De l’importance rédactionnelle des conditions suspensives
En pratique, des conditions suspensives sont régulièrement insérées dans les contrats (obtention d’un prêt bancaire, d’un permis de construire, etc.) pour protéger une partie qui n’accepte de s’engager qu’à condition qu’un événement déterminé se réalise.
L’exécution du contrat est alors subordonnée à la réalisation de la condition suspensive : si le prêt ou le permis de construire est obtenu, le contrat doit être exécuté. A défaut, le contrat devient caduc : il est anéanti pour l’avenir (Civ. 3e, 14 octobre 2009, n°08-20.152).
Inversement certaines parties abusent de ces clauses pour se libérer de leur engagement en faisant en sorte que l’événement en question ne se réalise pas.
Pour lutter contre ces pratiques, l’article 1304-3 du Code civil précise que « la condition suspensive est réputée accomplie si celui qui y avait intérêt en a empêché l'accomplissement ».
Autrement dit, si l’événement qui conditionne l’exécution du contrat ne se produit pas à cause de la partie à laquelle profitait la condition suspensive, on fait comme si l’événement s’était réalisé : le contrat doit être exécuté et la partie fautive dans la levée de la condition suspensive engage sa responsabilité si elle refuse de le faire.
La difficulté se pose fréquemment dans le cas de ventes immobilières concernant la condition suspensive d’obtention d’un prêt bancaire.
Il est clair que l’acheteur qui demande à sa banque un prêt présentant des conditions plus sévères que celles qui sont énoncées dans le compromis de vente commet une faute.

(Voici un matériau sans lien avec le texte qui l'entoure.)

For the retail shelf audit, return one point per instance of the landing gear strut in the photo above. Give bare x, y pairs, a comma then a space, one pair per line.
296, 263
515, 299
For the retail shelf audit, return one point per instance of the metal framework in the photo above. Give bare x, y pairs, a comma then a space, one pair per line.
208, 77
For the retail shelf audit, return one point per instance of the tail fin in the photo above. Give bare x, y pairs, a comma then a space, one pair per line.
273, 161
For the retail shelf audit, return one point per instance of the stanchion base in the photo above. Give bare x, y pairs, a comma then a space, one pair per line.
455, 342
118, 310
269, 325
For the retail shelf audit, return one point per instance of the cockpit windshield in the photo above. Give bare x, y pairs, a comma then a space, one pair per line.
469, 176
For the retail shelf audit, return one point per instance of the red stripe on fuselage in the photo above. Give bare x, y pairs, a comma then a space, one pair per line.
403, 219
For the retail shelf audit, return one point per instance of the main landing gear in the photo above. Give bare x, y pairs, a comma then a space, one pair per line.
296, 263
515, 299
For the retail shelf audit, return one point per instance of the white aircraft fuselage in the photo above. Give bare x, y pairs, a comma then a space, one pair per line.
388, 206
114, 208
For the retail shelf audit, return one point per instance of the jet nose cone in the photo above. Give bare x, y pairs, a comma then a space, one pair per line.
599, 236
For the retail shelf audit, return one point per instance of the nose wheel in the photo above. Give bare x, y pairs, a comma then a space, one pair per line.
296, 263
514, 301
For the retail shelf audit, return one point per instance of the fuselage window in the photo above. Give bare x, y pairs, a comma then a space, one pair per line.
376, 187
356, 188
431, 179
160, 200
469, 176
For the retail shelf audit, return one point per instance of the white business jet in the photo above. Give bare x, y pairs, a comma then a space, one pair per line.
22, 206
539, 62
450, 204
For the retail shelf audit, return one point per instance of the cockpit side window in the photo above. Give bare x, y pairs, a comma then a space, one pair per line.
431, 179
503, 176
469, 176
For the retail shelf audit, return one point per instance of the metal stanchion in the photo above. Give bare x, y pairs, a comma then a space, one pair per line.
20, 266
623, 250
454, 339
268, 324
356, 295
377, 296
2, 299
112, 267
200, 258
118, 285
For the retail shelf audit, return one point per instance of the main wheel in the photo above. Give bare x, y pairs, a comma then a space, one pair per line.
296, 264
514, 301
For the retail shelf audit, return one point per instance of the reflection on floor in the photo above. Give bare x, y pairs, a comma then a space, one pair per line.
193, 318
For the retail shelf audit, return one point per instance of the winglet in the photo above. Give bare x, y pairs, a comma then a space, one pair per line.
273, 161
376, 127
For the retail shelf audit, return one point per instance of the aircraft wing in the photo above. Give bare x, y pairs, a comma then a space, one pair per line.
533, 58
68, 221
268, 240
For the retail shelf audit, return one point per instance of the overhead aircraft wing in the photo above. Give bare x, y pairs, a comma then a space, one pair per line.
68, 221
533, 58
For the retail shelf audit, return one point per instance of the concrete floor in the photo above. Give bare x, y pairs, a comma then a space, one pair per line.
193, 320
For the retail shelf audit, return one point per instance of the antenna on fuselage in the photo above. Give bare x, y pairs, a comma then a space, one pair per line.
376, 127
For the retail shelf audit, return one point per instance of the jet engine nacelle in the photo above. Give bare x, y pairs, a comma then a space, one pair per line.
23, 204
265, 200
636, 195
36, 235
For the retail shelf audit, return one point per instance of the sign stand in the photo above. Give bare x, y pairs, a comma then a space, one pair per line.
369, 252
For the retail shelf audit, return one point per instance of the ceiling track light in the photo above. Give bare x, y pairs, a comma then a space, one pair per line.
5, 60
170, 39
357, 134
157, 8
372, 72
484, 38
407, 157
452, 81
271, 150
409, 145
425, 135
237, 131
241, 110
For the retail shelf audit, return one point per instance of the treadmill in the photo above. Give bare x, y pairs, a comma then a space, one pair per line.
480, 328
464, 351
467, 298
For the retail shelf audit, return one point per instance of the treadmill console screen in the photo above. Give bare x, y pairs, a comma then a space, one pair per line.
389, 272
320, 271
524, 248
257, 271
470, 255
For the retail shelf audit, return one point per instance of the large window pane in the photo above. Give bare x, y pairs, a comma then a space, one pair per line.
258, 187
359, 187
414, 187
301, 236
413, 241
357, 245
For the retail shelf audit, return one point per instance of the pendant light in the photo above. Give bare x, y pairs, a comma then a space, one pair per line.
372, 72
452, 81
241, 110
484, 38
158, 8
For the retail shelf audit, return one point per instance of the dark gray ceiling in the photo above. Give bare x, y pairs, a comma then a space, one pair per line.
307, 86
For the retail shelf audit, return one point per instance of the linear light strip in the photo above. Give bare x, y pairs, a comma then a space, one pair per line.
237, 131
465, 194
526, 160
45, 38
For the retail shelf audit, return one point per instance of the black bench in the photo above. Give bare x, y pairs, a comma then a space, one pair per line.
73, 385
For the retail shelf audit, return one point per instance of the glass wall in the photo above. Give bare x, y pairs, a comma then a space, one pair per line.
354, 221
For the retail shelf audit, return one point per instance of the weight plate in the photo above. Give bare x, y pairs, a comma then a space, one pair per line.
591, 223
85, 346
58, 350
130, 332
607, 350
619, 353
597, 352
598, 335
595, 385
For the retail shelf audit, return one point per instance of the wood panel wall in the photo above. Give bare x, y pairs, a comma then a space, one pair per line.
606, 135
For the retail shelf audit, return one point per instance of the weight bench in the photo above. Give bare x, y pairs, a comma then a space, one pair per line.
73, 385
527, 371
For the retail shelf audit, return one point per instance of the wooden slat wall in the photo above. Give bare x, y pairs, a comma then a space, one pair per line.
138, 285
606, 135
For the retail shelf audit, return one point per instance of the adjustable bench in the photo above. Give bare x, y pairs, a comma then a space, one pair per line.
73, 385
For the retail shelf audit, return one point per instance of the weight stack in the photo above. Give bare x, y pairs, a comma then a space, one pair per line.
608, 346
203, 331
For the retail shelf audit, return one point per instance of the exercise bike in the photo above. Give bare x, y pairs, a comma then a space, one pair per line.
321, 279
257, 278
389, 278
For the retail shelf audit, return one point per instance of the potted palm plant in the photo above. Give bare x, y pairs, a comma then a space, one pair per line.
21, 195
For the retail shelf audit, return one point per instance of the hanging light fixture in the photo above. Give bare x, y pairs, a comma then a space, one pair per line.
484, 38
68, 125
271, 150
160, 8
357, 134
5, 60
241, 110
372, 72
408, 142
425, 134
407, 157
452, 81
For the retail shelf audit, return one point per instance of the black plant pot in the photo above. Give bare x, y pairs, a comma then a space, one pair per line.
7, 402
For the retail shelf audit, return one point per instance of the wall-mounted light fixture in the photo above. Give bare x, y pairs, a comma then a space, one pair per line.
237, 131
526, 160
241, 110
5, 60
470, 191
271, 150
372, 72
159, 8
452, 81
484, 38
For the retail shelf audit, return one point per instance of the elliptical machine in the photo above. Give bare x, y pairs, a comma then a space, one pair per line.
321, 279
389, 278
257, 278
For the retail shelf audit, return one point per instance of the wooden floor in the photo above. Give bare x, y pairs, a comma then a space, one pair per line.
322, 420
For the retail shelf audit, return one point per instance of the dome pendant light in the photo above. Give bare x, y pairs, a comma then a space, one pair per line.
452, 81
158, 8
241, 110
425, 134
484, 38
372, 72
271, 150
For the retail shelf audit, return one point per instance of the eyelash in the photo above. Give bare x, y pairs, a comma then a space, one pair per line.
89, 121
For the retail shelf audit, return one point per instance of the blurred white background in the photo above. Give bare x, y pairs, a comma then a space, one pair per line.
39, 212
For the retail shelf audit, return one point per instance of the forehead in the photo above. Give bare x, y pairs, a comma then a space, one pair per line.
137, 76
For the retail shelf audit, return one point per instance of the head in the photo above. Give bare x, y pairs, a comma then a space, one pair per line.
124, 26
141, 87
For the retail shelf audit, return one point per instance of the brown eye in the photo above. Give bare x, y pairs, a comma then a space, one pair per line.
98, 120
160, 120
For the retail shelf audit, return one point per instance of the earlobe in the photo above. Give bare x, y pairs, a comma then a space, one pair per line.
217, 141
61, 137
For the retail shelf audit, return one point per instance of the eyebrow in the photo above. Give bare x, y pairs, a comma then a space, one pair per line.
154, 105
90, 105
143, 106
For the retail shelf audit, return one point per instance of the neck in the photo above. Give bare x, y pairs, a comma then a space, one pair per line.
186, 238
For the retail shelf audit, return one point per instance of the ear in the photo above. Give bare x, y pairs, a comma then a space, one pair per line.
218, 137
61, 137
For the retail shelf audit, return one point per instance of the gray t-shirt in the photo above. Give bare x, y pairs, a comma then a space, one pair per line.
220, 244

Par exemple : un prêt d’un montant supérieur, ou à un taux inférieur, ou sur une durée inférieure.
Mais qu’en est-il de l’acheteur qui demande et obtient un prêt à des conditions plus favorables que celles prévues dans le compromis ? Doit-on considérer que la condition suspensive est remplie ?
L’arrêt rendu par la 3ème chambre civile de la Cour de cassation le 14 janvier 2021 répond à cette question par l’affirmative.

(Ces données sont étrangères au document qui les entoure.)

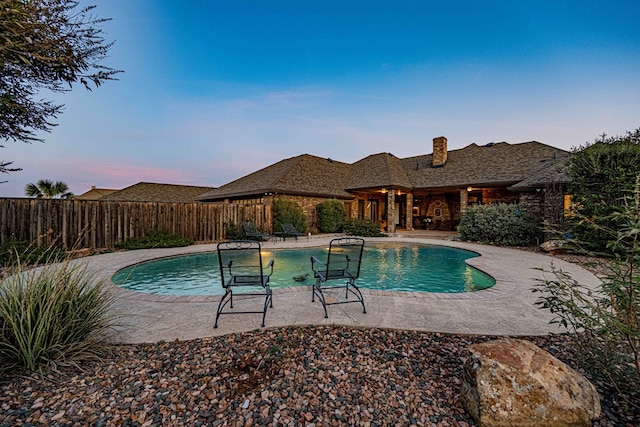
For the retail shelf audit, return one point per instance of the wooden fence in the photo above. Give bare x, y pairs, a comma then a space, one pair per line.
95, 224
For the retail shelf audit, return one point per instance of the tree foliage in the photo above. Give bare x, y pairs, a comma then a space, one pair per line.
45, 45
605, 320
602, 174
47, 189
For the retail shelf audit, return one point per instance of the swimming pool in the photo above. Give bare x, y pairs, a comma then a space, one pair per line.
386, 266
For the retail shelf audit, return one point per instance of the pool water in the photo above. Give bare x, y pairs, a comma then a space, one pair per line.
394, 267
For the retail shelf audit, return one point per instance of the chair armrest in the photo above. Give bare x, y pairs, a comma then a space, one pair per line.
317, 272
270, 266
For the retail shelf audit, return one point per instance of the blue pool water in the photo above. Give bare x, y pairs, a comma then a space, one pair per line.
395, 267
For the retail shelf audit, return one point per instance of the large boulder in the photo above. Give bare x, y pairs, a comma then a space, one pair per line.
512, 382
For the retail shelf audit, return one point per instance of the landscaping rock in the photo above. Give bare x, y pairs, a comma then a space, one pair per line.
512, 382
554, 246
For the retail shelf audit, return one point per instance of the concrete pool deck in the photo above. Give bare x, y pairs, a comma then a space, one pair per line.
505, 309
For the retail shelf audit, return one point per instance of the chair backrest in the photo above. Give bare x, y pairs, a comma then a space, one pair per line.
250, 227
241, 262
345, 253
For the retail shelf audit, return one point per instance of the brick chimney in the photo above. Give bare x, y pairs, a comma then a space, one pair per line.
439, 151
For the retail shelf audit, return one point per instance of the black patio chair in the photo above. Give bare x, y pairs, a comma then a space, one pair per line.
252, 232
342, 268
241, 268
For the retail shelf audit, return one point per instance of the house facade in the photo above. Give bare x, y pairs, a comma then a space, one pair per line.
422, 192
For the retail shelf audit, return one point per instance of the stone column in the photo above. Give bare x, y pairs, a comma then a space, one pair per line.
464, 200
409, 211
391, 208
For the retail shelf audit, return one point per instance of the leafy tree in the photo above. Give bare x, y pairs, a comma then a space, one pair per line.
605, 319
602, 174
45, 45
47, 189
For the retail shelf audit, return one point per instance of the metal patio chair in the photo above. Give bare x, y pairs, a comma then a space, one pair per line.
241, 267
340, 271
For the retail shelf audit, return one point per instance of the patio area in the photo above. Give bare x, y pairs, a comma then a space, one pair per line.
505, 309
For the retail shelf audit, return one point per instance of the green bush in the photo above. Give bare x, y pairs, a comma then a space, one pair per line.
232, 231
54, 314
605, 320
155, 239
23, 252
331, 216
498, 224
288, 211
362, 228
601, 174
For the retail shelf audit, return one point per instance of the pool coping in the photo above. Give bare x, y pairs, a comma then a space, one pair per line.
507, 308
504, 287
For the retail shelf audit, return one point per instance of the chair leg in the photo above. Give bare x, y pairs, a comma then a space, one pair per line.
226, 298
317, 288
268, 302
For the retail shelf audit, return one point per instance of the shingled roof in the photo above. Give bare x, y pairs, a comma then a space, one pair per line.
153, 192
378, 171
304, 175
496, 164
95, 193
488, 165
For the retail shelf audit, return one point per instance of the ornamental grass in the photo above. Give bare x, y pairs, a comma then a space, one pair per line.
54, 314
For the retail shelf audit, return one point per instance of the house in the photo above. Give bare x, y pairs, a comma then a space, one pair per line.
95, 193
427, 191
153, 192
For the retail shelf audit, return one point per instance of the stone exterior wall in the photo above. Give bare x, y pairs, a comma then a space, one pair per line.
308, 205
439, 151
498, 195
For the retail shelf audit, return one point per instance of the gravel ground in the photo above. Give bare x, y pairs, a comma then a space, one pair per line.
310, 375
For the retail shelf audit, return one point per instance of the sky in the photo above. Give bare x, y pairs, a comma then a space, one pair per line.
213, 90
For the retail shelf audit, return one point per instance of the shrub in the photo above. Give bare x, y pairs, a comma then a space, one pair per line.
605, 321
155, 239
362, 228
331, 216
601, 175
23, 252
53, 314
288, 211
499, 224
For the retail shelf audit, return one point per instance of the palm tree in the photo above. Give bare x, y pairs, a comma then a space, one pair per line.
47, 189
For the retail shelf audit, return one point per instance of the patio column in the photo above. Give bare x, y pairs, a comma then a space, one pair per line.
409, 211
464, 199
391, 209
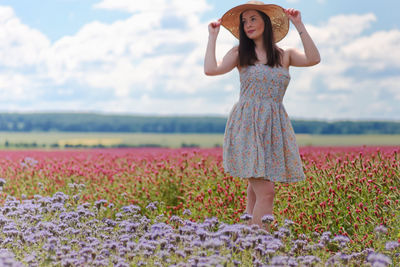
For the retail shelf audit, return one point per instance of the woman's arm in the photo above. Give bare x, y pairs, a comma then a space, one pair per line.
230, 60
311, 56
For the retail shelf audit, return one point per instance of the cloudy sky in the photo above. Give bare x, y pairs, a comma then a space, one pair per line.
146, 57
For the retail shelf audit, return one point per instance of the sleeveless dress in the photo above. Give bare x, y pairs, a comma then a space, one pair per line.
259, 140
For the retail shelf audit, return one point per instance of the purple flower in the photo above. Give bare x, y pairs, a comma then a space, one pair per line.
377, 258
187, 212
380, 229
391, 245
268, 218
246, 217
152, 206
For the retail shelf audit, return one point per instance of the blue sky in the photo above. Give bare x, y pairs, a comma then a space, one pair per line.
146, 57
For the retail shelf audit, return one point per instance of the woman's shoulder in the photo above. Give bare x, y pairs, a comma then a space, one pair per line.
285, 56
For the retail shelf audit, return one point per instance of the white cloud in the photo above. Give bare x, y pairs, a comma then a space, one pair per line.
20, 45
140, 60
348, 83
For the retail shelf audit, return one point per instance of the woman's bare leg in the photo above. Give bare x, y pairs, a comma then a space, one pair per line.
264, 191
251, 199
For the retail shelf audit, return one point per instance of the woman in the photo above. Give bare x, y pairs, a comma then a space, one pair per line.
259, 141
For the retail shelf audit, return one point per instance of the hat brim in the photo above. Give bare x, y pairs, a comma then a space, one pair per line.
280, 22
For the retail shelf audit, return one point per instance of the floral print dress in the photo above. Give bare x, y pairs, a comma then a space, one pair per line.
259, 140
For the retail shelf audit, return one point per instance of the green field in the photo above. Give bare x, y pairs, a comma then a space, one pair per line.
63, 139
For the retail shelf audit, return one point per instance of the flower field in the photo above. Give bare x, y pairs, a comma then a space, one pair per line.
177, 207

Un compromis de vente a été signé sous condition suspensive d’obtention d’un prêt d’un montant maximal de 725 000 €. Les acheteurs avaient obtenu une offre de prêt mais d’un montant de 539 900 € et considéraient (à la différence des vendeurs) que la condition suspensive était accomplie.
La cour d’appel avait donné raison aux vendeurs et jugé que le prêt demandé pour un montant inférieur à ce qui était prévu au compromis ne permettait pas de lever la condition suspensive. Mais la Cour de cassation réfute ce raisonnement.
Prenant pour fondement la force obligatoire du contrat (tel que résultant de l’article 1103 du Code civil), elle affirme que la condition suspensive n’imposait qu’un montant maximum et que l’obtention d’un prêt d’un montant inférieur permettait de réaliser la condition suspensive, peu important que le montant dudit prêt ne soit pas de nature à couvrir le prix d’acquisition.
Il faut rappeler que l’acheteur a toujours la possibilité de renoncer à la condition suspensive : il peut décider de réitérer la vente même s’il n’a finalement pas obtenu le prêt escompté. C’est ce qu’il a fait d’une certaine façon ici, en décidant de se contenter d’un prêt d’un montant inférieur à celui prévu dans le compromis.
Mais s’il avait voulu renoncer à son projet faute d’avoir obtenu un financement suffisant, il n’aurait pas pu le faire. La condition suspensive ayant été levée, la vente était définitive sans possibilité de rétractation.
D’où l’importance rédactionnelle de ces conditions suspensives.